Given this, I would say, that we don't really need to define how the auto direction is determined, we just need to reference the Unicode specifications that already describe it.
In fact the textDirection doesn't reffer to unicode texts only .... However, it is also not reffering to html code only. (The resources might be any text document, or multimedia content, however for the later thetext direction might be irelevant.)
But what do we do with application/* content type? Should we recommender to use a different value than the auto? Or ... this is this property relevant exclusively for text/* content types?
@gsergiu The UBA also applies to rich Unicode text or plain/rich non-Unicode text (with some limitations that stem from insufficient coverage, e.g. inability to support directional embeddings, overrides or isolates).
Regarding media types other that "text", in my humble opinion, 'textDirection' may always appear in ANNOTATIONS, but would apply to "TARGETS" with certain media types only (probably still not limited just to "text").
Should we recommend to use a different value than the auto?
I do not see the spec recommends anywhere to default to 'auto'. It states though: "The notion of text direction is taken explicitly from the HTML5 [html5] dir attribute": https://www.w3.org/TR/html5/dom.html#the-dir-attribute." And "The Body or Target MAY have exactly 1 textDirection associated with it", where "MAY" (as opposed to "MUST") suggests the default is "null", and the text direction is decided by an external resource exclusively.
The default is "unknown" because of RDF's open world assumption.
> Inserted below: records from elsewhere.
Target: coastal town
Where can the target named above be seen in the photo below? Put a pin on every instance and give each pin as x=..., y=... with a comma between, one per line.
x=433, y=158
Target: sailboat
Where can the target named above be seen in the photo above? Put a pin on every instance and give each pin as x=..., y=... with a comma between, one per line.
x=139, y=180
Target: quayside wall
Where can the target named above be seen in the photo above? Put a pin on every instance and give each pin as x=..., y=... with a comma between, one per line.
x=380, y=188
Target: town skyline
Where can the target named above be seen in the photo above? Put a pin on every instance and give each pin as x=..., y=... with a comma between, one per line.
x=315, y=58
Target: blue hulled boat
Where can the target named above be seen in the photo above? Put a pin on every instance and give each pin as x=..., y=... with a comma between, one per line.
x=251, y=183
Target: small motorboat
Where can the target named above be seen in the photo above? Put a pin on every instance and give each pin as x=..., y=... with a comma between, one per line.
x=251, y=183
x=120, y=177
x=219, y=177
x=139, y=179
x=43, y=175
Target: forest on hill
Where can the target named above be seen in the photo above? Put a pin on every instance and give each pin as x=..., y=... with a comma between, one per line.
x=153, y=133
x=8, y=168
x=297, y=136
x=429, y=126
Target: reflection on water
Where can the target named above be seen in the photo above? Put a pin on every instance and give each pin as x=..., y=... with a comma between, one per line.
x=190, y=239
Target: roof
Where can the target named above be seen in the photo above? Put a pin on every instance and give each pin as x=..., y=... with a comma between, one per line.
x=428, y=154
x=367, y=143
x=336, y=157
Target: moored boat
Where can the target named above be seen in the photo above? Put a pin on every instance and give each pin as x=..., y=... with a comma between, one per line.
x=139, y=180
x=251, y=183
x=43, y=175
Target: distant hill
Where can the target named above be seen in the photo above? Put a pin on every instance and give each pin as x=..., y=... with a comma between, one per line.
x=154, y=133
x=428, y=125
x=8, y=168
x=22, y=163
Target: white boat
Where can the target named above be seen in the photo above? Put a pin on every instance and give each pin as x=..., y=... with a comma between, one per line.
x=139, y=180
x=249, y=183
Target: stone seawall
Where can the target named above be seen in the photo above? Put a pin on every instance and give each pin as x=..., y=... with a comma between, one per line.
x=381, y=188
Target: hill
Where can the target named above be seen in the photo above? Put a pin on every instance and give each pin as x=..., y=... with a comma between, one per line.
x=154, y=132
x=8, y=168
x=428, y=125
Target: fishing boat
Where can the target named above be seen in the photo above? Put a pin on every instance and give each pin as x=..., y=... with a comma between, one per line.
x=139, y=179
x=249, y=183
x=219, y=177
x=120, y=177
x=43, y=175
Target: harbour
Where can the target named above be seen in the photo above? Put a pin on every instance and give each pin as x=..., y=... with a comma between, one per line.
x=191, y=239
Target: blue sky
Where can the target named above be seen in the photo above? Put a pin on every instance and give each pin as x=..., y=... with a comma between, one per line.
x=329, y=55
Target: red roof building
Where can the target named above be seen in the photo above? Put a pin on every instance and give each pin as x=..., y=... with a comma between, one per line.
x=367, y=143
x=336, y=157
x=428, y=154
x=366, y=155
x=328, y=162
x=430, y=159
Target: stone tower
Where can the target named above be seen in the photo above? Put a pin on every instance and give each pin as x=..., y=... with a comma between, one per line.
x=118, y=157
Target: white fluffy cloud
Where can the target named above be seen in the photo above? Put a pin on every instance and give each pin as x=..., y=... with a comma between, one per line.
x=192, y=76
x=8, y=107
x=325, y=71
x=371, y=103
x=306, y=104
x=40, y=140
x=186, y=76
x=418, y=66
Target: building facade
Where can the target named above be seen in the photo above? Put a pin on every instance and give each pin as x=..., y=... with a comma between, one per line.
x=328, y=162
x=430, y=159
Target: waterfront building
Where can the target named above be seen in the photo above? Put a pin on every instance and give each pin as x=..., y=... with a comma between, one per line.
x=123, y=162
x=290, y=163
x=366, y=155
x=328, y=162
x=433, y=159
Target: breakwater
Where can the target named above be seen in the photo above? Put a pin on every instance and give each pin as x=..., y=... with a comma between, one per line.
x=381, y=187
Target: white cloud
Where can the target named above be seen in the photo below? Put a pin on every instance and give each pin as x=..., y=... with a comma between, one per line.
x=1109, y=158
And, with regrets, the definitions should not refer directly to unicode requirements, as the resources may not be in unicode, although that would clearly be a best practice!
"base direction" is fine for the definition of textDirection.
Proposal:
If not already contained in the spec: Please add a suggestion/note to use Unicode. Even a SHOULD-requirement might be appropriate.
@akuckartz We can't recommend unicode for resources outside of our control, and we already require (MUST) unicode for embedded strings, as that's a requirement of JSON.
Discussed 2016-10-28: the group conditionally agree with the proposal, provided @r12a agrees; if so, then the issue can be closed (more exactly, turned into editorial action)
commenter satisfied
https://www.w3.org/TR/annotation-model/#model-1
textDirection definition
-> The overall base direction of the text of the resource.
auto definition
-> The direction that indicates the value of the resource is explicitly directionally isolated text, and the direction is to be programmatically determined using the value of the first strong character.